Internet, computer and music giants are expected to flock to the 3GSM World Congress 2007 in Barcelona in an attempt to court the mighty mobile phone industry.
The annual convention, starting today, has in recent years become not only an absolute must for telecommunications operators and equipment makers, but increasingly also for non-telecom companies like Yahoo, MTV and Warner Music, eager to get in on the action.
With 1,300 companies and some 60,000 people expected to attend, this year's 3GSM congress, which ends on Thursday, will for the first time dedicate an entire hall to non-telecom companies providing cellphone content, including TV channels and videogame and music producers.
And no wonder the content providers are lining up to participate: mobile phone penetration has already reached 90 percent in Europe, surpassing even the popularity of the Internet and continues to surge in the rest of the world, especially in India and China.
Last year, the number of cellphones sold jumped 25 percent to more than 1 billion devices, Strategy Analytics said.
Content providers will play a major role at the 3GSM congress, with software companies like Adobe, Internet giants like Google and music and entertainment heavyweights EMI Music and Walt Disney scheduled to tout their recent entry into the sector.
Most widely anticipated, however, is perhaps the planned launch of a new business version of Microsoft's mobile phone operating system, Windows Mobile 6, which will among other things enable users to remotely access e-mails and files stored on their computers.
"We want to reduce the gap between what you can do on your PC and what you can do on your cellphone," head of Microsoft France's mobile division Nicolas Petit said.
Traditional telecom operators and equipment makers, meanwhile, don't seem to mind all the outsiders, hailing the breath of fresh air they bring to a mature market longing for a return to the days of dizzying growth.
Faced with unbridled competition, the telecom companies have had to slash prices and thus also margins and are betting on new mobile services to revitalize their industry.
Instead of just turning out now next-to-worthless phones used only to make calls on, these companies are hoping consumers will soon also use their handsets to download music, watch TV, play videogames, do their online banking and surf the Web.

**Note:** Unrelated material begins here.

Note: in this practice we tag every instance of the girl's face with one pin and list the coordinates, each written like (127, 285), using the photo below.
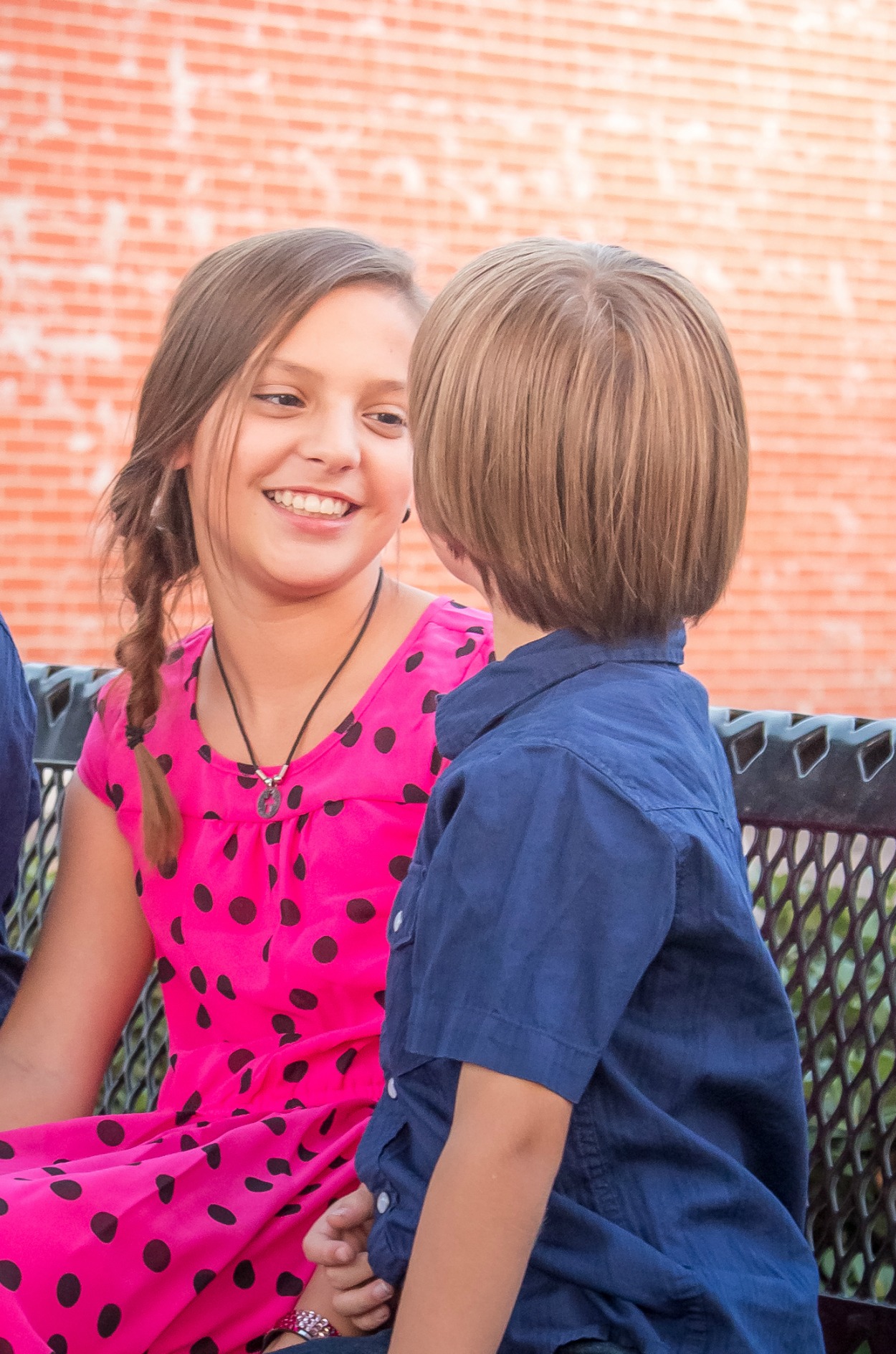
(321, 470)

This so-called "convergence" of services, an industry buzzword, is expected to be at the heart of next week's convention.
The telecom operators might however grab the 3GSM spotlight with the announcement of a new joint Internet search engine, a report in the Sunday Telegraph said.
Vodafone, France Telecom, Telefonica, Deutsche Telekom, Hutchinson Whampoa, Telecom Italia and Cingular will hold "secret talks" in Barcelona aimed at promoting their own Internet search engine rather than use a mobile version of Yahoo or Google on their phones, the paper said.
Such a move would secure the operators a far greater portion of the advertising revenues.
Judging from the industry's past efforts to force Internet companies out of the equation, however, the new search engine plans may not be entirely successful.
Nearly all the operators who previously tried to impose their own instant messaging systems on users have since been forced to integrate Microsoft's Windows Live Messenger into their phones.